Arpacık riskini artıran faktörler arasında şunlar sayılabilir:
- Zayıf Bağışıklık Sistemi: Bağışıklık sistemi zayıf olan bireyler enfeksiyonlara karşı daha hassastır. Yetersiz ve dengesiz beslenme, stres, yorgunluk ve uykusuzluk gibi durumlar da bağışıklık sistemini zayıflatabilir.
- Göz Hijyenine Dikkat Etmeme: Gözleri temiz tutmamak, makyajı temizlememek ya da kirli ellerle gözlere dokunmak arpacık riskini artırır.
- Kontakt Lenslerin Yanlış Kullanımı: Lenslerin temizliğine ve hijyenine özen gösterilmemesi göz enfeksiyonlarına zemin hazırlayabilir.
- Cilt Problemleri: Akne, rosacea gibi cilt problemleri de gözdeki yağ bezlerini etkileyerek arpacık riskini artırabilir.
- Kronik hastalıklar: Diyabet başta olmak üzere, kronik hastalık öyküsü de arpacık riskini arttırır.
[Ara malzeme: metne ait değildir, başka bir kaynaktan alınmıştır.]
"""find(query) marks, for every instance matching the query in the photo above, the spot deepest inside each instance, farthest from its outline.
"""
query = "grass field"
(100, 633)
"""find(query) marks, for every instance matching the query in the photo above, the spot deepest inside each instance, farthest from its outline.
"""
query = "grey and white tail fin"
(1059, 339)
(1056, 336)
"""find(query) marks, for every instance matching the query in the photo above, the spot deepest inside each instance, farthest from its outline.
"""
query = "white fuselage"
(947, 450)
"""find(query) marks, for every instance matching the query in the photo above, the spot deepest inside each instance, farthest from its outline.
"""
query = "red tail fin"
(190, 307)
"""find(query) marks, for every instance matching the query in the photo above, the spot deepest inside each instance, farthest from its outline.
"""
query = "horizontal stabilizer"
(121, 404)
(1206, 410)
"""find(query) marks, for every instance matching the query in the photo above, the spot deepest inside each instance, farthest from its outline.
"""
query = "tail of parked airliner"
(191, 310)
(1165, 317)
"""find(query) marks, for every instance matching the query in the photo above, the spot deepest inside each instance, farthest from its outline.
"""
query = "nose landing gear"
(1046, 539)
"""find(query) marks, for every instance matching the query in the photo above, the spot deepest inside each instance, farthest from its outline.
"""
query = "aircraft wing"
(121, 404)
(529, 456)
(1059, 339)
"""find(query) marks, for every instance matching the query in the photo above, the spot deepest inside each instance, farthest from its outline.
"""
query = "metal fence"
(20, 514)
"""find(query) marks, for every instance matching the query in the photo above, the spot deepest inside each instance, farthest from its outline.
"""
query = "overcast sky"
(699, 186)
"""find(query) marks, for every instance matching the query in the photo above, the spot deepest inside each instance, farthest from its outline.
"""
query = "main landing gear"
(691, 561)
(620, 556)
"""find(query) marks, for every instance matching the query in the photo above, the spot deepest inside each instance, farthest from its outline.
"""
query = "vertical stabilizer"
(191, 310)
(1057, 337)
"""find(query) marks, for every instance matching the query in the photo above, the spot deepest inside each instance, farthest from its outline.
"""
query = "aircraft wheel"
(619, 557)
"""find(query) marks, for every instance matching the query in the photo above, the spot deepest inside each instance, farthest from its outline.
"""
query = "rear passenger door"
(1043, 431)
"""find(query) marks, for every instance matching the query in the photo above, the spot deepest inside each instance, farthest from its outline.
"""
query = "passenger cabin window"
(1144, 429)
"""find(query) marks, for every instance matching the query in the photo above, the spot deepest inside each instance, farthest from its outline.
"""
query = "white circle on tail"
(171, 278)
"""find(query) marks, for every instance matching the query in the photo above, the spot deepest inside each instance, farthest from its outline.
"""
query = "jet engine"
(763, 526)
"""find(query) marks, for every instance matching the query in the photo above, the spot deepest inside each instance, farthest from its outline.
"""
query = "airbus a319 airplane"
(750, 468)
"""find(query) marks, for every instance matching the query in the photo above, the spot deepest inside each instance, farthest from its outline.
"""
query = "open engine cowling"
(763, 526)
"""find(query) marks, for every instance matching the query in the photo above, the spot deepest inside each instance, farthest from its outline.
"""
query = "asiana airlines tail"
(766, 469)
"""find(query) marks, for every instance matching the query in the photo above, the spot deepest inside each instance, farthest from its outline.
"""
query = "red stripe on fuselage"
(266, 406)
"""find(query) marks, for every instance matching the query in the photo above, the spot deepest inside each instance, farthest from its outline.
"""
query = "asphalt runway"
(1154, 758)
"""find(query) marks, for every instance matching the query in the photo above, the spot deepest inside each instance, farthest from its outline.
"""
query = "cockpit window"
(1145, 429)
- Daha önce arpacık, şalazyon veya blefarit geçirmiş olmak
Çoğu arpacık vakası evde uygulanan yöntemlerle iyileşse de, bazı durumlarda doktor müdahalesi gerekebilir. Arpacık çok büyükse, uzun süre geçmiyorsa veya sık sık tekrarlıyorsa, görme problemlerine yol açtıysa küçük bir cerrahi işlemle iltihap boşaltılabilir. Bu işlem genellikle lokal anestezi altında yapılır ve hızlı bir iyileşme süreci vardır.
Arpacık hakkında toplumda bazı yanlış inançlar da vardır. Örneğin, arpacığın yalnızca hijyen
eksikliğinden kaynaklandığı düşünülse de, aslında bağışıklık sistemi zayıf olan kişilerde de arpacık çıkma riski yüksektir.
Sonuç olarak,
Arpacık, çoğu durumda ciddi bir sağlık sorunu oluşturmasa da, ağrılı ve rahatsız edici bir durum olabilir. Göz hijyenine dikkat ederek ve basit ev tedavi yöntemlerini uygulayarak arpacığın daha hızlı iyileşmesini sağlayabilirsiniz. Eğer arpacık uzun süre devam ederse ya da görme problemlerine yol açarsa, mutlaka bir sağlık profesyoneline başvurulmalıdır. Arpacık, genellikle birkaç gün içinde kendiliğinden iyileşir ancak bazı durumlarda tedavi gerekebilir. Göz sağlığınıza özen göstererek ve hijyen kurallarına dikkat ederek arpacık riskini en aza indirebilirsiniz.